O sentimento de Da Guia não é novo para a humanidade.
Desde os tempos sombrios da espécie, quando começamos a espalhar nossa semente pelo mundo, desconfiamos da estabilidade natural. Nossas práticas religiosas, na grande maioria das vezes poderosos mecanismos de cura e sustentação psicológica diante do medo da morte e do caos, nascem dessa desconfiança nas boas intenções da nossa mãe em nos manter confortavelmente sob sua proteção.
Eu particularmente discordo quando se afirma que essa sensação de fim do mundo é criada pela mídia. A repercussão das notícias sobre catástrofes naturais que põem em risco a estabilidade do mundo humano, como furacões, tremores de terra, enchentes avassaladoras, explosões vulcânicas, está enterrada até o talo na memória coletiva da humanidade.
Quando eu era criança, lembro que um dos mais inquietantes pesadelos que eu tinha era com a subida do mar (e isso foi antes dessa coisa toda de aquecimento global). A invasão da maré que inundava a cidade em que eu vivia produzia uma das mais assustadoras imagens pictográficas que eu guardo na lembrança.
O cinema-catástrofe e agora o noticiário-catástrofe não criam essas sensações. Eles apenas as manipulam e as direcionam em suas ilhas de edição. Do mesmo modo, a consciência de que a loucura natural pode ser produto da ação do homem não é uma novidade. Esse distúrbio egocêntrico é inerente à nossa espécie. Nós nos achamos o máximo.

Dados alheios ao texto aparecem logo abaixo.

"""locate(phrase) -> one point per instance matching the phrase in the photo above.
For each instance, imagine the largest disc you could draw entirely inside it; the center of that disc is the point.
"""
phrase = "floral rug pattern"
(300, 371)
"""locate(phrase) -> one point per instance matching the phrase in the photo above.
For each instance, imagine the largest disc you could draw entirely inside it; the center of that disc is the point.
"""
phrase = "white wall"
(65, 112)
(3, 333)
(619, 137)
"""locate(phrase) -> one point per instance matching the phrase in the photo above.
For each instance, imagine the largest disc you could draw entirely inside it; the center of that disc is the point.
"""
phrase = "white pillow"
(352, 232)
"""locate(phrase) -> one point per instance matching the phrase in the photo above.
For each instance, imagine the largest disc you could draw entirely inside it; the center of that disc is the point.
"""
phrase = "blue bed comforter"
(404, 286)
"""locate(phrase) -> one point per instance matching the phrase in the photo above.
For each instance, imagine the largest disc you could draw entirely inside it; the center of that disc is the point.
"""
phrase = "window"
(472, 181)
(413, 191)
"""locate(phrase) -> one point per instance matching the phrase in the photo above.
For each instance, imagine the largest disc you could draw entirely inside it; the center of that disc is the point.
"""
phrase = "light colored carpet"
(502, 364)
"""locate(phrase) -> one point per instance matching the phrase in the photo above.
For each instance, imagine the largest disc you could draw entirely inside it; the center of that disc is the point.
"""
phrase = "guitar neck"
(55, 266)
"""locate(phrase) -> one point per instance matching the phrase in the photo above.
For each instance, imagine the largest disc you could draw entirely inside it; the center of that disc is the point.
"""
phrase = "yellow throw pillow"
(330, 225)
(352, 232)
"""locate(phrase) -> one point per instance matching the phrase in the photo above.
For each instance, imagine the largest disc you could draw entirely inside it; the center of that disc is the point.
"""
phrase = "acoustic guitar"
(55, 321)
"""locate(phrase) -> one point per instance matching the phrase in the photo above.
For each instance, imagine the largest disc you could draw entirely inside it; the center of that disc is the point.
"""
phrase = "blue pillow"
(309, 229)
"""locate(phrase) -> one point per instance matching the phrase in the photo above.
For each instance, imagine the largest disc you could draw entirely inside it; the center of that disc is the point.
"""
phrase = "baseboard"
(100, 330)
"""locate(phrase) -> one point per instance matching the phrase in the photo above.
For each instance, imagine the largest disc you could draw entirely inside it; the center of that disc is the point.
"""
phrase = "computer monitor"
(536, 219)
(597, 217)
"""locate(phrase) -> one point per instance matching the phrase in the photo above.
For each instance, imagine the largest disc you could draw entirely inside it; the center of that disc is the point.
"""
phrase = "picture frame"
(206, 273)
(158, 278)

Somos desestabilizadores, essenciais, ameaçadores, vitais, criativos, mais inteligentes entre os seres, terríveis marginais biológicos.
O delírio humanista que põe o homem – para o bem o para o mal – como elemento central da trama natural neste planeta; acompanha-nos desde a época em que os antigos romanos explicavam a destruição de Pompeia e Herculano como uma consequência natural da impiedade dos homens que desagradavam seus deuses com sua arrogância.
Em muitos aspectos nós realmente nunca fomos modernos.
Quando a Europa para por causa da explosão de um vulcão, as explicações antrópicas (aquelas que dizem que o homem é responsável absoluto pela loucura do clima) são suspensas, como em uma daquelas incômodas crises de soluço. A sensação é de que, por mais que a influência da era industrial nos destinos biológicos do planeta seja significativa, ela não chega aos pés do poder geotérmico que dorme no subsolo profundo da Terra.
Se há uma diferença entre o homem e os outros animais é que o homem não está apenas no mundo. O homem tem um mundo. Nosso mundo humano. Nossa casa antrópica. Nosso apartamento de décimo andar, nossa mansão no condomínio fechado, nosso barraco na borda do abismo. Por mais que o mundo humano avance sobre o mundo natural, ainda somos pequenos diante do que nos circunda.
O homem é um animal que não deu certo. Um pedaço biológico do mundo que se afastou dessa grande casa por um distúrbio anatômico que nos presenteou com esse cérebro grande e confuso. Fizemos coisas maravilhosas com esse cérebro, esse coração, esses olhos e essas mãos, mas de vez em quando precisamos nos conformar com a fragilidade de nosso mundo. Quando cidades afundam em um mar de lama e os céus das grandes potências industriais são tingidos de cinza-vulcão, é sinal de que está mais do que na hora de a humanidade rever seus conceitos. Especialmente sobre o seu próprio mundo e sua tão autobadalada importância cósmica.